Pertarungan sengit terjadi. Tinggal menunggu siapa menang, siapa kalah. Bara merasa dirinya tak aman. Ia diserang oleh suara-suara itu lagi.
“Kamu nggak kasihan sama dirimu sendiri? Bara, ini bukan dirimu. Kamu nggak seperti ini. Kamu orang baik. Sadarlah. Ikhlaskan dia. Berserah diri saja pada Tuhan. Ingatlah, banyak yang khawatir terhadap dirimu, tapi kamu tak acuh. Kamu abaikan mereka.” Suara itu bagaikan bombardir meriam bagi hati Bara yang sedang luka. Ia pun berteriak membalas, melancarkan pukulan balik.
“Ya, kamu benar. Aku orang baik. Aku bukan bajingan!” Bara memberontak. Suaranya meninggi. “Aku nggak pernah melakukan kejahatan. Aku bukan anak nakal. Aku bukan berandalan. Aku nggak pernah nyakitin orang.

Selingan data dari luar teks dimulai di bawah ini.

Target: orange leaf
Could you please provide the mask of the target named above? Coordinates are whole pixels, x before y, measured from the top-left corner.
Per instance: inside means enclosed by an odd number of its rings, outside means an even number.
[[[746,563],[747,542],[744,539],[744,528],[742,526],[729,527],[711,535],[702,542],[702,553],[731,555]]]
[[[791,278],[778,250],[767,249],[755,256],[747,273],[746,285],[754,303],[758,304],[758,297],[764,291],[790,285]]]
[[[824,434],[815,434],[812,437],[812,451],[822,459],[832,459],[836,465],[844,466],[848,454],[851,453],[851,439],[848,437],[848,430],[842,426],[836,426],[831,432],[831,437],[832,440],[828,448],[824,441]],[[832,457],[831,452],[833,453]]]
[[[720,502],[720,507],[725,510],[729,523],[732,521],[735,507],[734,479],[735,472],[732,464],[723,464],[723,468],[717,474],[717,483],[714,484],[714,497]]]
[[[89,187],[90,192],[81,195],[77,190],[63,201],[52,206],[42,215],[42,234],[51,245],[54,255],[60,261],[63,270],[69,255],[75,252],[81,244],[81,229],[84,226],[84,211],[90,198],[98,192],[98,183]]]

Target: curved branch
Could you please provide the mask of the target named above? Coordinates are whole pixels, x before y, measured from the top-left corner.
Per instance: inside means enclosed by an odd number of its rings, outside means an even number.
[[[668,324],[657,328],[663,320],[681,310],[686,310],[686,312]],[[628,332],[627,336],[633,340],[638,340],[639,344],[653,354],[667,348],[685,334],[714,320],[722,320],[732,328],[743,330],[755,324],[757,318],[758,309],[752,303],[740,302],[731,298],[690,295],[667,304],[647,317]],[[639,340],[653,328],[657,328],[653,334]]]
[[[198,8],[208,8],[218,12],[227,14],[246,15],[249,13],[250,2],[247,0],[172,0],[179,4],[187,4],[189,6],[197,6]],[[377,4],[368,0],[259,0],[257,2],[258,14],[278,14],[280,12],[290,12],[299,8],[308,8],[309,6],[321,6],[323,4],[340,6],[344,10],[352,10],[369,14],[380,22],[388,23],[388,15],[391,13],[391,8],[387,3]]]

Aku juga tekun beribadah. Tapi apa yang Tuhan lakukan padaku? Dia telah mengambilnya. Dia mengambil Marianaku. Ini sungguh tak adil!”, sambungnya lagi dengan berapi-api. Ia marah. Napasnya mulai tersengal.
Sejenak hening. Pertarungan terhenti. Air mata turun lagi dari pipinya, pipi seorang Bara yang rapuh. Namun kemudian badan tegapnya bangkit, lalu dinding kamar menjadi korban pukulannya lagi dan lagi.
***
Sampun kapundhut ing kersaning Gusti Allah Swt, Mariana binti Khairudin, mugi katampi ing swarga minulya. Aamiin.
(Telah berpulang ke hadirat Allah Swt, Mariana binti Khairudin, semoga diterima di surga yang dimuliakan. Aamiin.)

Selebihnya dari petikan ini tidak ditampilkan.